Re: Low Budget Backups
I'm currently backing up my machine at home to a WD My Passport USB drive, doing a monthly full and nightly differential, using a script that employs rsync. Each backup set looks like a full backup. Works like a champ. I'm going to use the same script on the new mailserver I'm building at work. I have two drives, which I swap once-a-month. The out-of-service drive goes in the safe. At work I'll probably do three or four, with at least one in the bank safety deposit vault.
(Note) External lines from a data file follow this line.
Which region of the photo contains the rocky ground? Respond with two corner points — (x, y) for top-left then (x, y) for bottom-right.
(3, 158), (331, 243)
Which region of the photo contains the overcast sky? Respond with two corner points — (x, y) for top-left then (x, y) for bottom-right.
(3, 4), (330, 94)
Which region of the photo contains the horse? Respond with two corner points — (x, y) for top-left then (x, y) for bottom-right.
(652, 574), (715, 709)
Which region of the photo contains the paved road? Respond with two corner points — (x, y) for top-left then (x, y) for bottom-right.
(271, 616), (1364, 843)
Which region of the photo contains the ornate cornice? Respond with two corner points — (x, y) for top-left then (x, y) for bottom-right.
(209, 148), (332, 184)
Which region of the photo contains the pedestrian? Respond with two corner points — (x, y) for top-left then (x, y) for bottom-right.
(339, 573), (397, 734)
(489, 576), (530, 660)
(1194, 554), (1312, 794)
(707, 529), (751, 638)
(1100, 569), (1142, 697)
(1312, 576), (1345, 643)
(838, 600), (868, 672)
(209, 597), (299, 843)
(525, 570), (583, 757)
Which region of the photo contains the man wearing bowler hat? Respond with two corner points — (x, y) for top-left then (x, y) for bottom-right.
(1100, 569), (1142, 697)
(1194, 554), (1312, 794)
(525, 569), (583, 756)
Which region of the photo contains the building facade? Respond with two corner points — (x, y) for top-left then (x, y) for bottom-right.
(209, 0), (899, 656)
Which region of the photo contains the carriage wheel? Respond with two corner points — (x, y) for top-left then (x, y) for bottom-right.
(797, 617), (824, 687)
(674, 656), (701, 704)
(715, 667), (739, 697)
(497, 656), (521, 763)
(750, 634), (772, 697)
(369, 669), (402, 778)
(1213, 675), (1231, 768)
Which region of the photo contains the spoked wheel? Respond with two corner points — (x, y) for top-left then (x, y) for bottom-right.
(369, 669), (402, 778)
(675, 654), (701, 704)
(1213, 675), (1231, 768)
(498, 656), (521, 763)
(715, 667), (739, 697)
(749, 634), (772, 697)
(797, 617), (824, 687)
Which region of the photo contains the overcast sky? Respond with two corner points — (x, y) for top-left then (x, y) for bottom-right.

With the home domain, I use rsync for daily backups, and whole system dump to USB drive for (PGP-encrypted) off-site backup. I myself use a dockstar running openwrt and a 2TB WD drive as linux/unix and time machine backup. Cool, never heard of Dockstar before. Thanks for the hint. Does using Openwrt with it help you use its network features without having to pay their subscription and route all your access through their servers?